Para empezar, me gusta usar el kasha —hecho a mi modo, naturalmente— como relleno ligero para todo lo que vaya de gallina vieja a pavo salvaje: su sabor directo es más inesperado que el del habitual (y delicioso) arroz integral, y mucho más barato. Pero también me gusta tal como sale de la cacerola, con mantequilla o nata agria, y mi hija —que lo tiene por una de sus comidas favoritas— lo come frío, en tazón, con nata y azúcar moreno. Me gusta mezclado con champiñones calientes en rodajas, o debajo de champiñones a la crema. Me gusta al lado de cualquier carne fuerte, desde el ciervo hasta el sauerbraten, sin o casi sin ninguna salsa. Ya se ve que me gusta.

En cuanto a los astutos cambios, no me limito a secar los granos en huevo crudo: los tuesto considerablemente, con mucho cuidado, como si fueran almendras. Luego, en vez de agua, les añado buen caldo de carne (también sirve el consomé desgrasado) o el líquido de alguna verdura hervida. Lo añado caliente, con lentitud para que con el calor de la olla no salte, pongo el doble de mantequilla o grasa de pollo aconsejados y coloco la tapa. Dejo que se cueza a fuego muy lento para que no se pierda riqueza con el vapor. Si me parece agrego más líquido, y cada vez que lo hago echo una cucharada más de mantequilla y agito levemente la cacerola, pero sin remover. Es un poco como hacer un risotto.

Cuando el kasha está bien seco, cocido pero no blando, lo agito bien, lo pruebo, lo sazono apenas con sal, lo retiro del fuego y lo dejo reposar destapado una hora o más. Luego pongo lo que necesite en una fuente bien enmantecada y meto la fuente en el horno, a unos 150 °C, casi siempre con otro rizo de mantequilla. (Una vez usé restos de grasa de un faisán salvaje que había hecho la semana anterior, y el sabor que cobró el kasha fue memorable.)

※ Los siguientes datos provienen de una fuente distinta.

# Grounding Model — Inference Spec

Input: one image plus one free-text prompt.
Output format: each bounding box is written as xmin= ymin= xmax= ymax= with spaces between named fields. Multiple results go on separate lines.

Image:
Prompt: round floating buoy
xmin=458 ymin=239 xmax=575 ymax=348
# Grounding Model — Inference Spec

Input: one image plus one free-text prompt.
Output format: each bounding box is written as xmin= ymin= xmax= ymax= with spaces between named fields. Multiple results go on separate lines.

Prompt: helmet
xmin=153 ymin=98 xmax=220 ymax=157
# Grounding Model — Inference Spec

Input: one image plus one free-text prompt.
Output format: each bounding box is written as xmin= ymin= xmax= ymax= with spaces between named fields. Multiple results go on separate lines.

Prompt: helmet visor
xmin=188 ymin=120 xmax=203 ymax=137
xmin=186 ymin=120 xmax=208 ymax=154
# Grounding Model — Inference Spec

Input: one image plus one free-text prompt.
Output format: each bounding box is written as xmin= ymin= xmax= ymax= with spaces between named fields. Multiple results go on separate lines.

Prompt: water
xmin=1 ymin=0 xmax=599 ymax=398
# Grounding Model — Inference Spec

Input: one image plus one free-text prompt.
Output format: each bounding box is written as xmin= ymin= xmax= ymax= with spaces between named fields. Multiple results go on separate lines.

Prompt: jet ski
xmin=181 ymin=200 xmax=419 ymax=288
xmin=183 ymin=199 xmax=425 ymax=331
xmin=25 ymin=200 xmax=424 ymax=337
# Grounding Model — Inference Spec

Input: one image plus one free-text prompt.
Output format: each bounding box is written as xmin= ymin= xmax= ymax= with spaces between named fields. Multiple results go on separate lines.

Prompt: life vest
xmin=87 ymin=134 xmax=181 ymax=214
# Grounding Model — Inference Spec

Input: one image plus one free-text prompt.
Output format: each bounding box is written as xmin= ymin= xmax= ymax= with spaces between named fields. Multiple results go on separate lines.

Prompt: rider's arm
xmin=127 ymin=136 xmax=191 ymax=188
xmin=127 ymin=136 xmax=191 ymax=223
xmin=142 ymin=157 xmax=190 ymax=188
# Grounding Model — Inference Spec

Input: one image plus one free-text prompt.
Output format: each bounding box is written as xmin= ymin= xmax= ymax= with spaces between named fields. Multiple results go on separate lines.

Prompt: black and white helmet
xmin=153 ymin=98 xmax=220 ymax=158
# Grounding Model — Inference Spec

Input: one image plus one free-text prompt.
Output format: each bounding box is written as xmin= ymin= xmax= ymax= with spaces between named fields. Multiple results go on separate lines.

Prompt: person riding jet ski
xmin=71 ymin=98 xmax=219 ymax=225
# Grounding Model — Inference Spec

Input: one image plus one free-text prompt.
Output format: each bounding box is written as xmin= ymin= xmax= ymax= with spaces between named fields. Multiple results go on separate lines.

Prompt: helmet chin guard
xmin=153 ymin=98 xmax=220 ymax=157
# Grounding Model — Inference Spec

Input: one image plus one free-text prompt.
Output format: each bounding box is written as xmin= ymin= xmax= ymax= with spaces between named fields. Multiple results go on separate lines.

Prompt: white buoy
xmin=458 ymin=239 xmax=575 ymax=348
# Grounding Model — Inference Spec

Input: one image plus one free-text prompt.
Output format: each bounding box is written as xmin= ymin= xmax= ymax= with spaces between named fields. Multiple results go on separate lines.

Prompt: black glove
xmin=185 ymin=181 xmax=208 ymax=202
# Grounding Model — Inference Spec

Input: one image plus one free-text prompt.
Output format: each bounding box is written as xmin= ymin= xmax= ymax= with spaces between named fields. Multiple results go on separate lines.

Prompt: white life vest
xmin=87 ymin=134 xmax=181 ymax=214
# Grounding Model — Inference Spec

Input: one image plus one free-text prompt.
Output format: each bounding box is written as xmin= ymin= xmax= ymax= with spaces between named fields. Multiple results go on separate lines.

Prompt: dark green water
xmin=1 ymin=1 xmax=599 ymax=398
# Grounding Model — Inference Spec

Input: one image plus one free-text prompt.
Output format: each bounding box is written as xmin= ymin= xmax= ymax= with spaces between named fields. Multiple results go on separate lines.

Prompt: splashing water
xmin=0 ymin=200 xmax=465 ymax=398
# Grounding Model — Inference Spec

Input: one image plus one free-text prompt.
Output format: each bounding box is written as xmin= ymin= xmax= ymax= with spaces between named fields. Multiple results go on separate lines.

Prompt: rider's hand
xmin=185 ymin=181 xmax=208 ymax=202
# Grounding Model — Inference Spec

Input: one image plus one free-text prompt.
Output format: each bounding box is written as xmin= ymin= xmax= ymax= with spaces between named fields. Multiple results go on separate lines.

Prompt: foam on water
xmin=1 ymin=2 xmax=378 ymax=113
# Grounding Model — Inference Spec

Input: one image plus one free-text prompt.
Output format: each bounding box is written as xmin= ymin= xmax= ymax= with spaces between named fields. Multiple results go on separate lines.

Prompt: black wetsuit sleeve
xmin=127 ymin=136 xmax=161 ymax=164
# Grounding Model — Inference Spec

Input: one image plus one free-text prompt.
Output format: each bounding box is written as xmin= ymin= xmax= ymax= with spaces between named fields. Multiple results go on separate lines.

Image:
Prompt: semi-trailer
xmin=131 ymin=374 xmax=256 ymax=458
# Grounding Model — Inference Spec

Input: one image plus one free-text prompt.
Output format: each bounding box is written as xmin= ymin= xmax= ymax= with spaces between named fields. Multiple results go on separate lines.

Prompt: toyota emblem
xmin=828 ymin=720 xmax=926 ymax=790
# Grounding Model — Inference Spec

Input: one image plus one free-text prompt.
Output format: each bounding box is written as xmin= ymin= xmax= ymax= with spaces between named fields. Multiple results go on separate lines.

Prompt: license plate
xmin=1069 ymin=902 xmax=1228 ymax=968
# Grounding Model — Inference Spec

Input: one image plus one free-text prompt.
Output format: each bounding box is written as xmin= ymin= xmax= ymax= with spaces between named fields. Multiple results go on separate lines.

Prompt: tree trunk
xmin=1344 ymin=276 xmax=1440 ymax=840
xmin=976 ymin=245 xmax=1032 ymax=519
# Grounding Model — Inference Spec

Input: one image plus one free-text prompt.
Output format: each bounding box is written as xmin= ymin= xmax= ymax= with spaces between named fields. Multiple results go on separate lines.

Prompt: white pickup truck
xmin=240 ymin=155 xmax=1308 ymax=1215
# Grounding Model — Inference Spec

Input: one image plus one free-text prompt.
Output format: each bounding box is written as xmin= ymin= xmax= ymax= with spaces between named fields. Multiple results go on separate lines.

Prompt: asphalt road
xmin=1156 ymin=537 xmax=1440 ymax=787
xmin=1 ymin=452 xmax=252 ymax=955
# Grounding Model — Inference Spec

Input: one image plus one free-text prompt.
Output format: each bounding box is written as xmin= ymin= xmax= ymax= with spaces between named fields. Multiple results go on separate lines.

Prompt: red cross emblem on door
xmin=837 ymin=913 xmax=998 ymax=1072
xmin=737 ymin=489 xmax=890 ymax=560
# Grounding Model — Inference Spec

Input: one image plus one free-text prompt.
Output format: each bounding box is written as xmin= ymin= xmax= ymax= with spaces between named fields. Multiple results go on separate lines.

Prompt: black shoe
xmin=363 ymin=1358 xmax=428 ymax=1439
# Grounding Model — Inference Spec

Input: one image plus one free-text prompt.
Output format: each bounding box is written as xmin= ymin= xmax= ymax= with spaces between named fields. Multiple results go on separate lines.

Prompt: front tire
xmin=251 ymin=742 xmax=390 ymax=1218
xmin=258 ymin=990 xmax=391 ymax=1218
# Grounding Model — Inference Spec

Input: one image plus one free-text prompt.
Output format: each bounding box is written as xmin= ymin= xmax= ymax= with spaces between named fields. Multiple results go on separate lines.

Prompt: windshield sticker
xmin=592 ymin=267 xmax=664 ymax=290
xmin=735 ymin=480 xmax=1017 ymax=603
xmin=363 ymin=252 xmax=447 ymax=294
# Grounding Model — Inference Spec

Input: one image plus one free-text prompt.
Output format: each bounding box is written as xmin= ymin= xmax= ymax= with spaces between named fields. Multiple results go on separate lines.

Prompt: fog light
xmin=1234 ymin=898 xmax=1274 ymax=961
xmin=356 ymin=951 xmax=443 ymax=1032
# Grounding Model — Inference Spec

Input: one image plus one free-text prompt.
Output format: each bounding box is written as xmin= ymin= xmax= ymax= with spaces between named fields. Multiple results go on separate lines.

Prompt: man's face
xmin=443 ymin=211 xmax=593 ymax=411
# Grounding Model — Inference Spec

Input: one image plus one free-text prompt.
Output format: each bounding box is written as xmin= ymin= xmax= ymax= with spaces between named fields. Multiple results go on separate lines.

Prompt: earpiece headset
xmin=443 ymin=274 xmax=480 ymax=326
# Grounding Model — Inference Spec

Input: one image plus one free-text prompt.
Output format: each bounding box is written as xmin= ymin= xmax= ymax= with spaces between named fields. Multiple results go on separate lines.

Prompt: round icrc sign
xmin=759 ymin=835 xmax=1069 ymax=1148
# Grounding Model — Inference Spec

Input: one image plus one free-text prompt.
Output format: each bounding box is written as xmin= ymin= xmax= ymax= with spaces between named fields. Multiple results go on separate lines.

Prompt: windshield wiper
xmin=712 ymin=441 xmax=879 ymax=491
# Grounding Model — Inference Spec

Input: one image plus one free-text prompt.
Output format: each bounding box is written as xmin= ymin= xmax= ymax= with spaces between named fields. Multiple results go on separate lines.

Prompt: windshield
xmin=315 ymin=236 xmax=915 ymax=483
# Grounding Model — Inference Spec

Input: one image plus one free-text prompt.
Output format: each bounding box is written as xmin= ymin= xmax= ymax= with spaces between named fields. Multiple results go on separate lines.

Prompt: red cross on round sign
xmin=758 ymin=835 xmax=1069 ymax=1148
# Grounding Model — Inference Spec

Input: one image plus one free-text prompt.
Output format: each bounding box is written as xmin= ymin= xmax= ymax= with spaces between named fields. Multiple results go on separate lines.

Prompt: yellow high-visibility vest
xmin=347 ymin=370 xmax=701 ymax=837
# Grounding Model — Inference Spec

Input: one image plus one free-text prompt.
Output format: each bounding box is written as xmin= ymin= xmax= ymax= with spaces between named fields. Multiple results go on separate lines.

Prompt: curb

Admito que acabo de dar un ejemplo flagrante de desviación de una receta fundamentalmente «pobre». Sé que puedo agradecer un simple puñado de ese cereal benévolo hervido en agua. Sé que acaso un día tenga una necesidad desesperada de comerlo así. Pero entretanto me gusta envuelto en una nube de fragancia y sabor, y no me da vergüenza decirlo. La verdad es que siempre será bueno, venga como venga.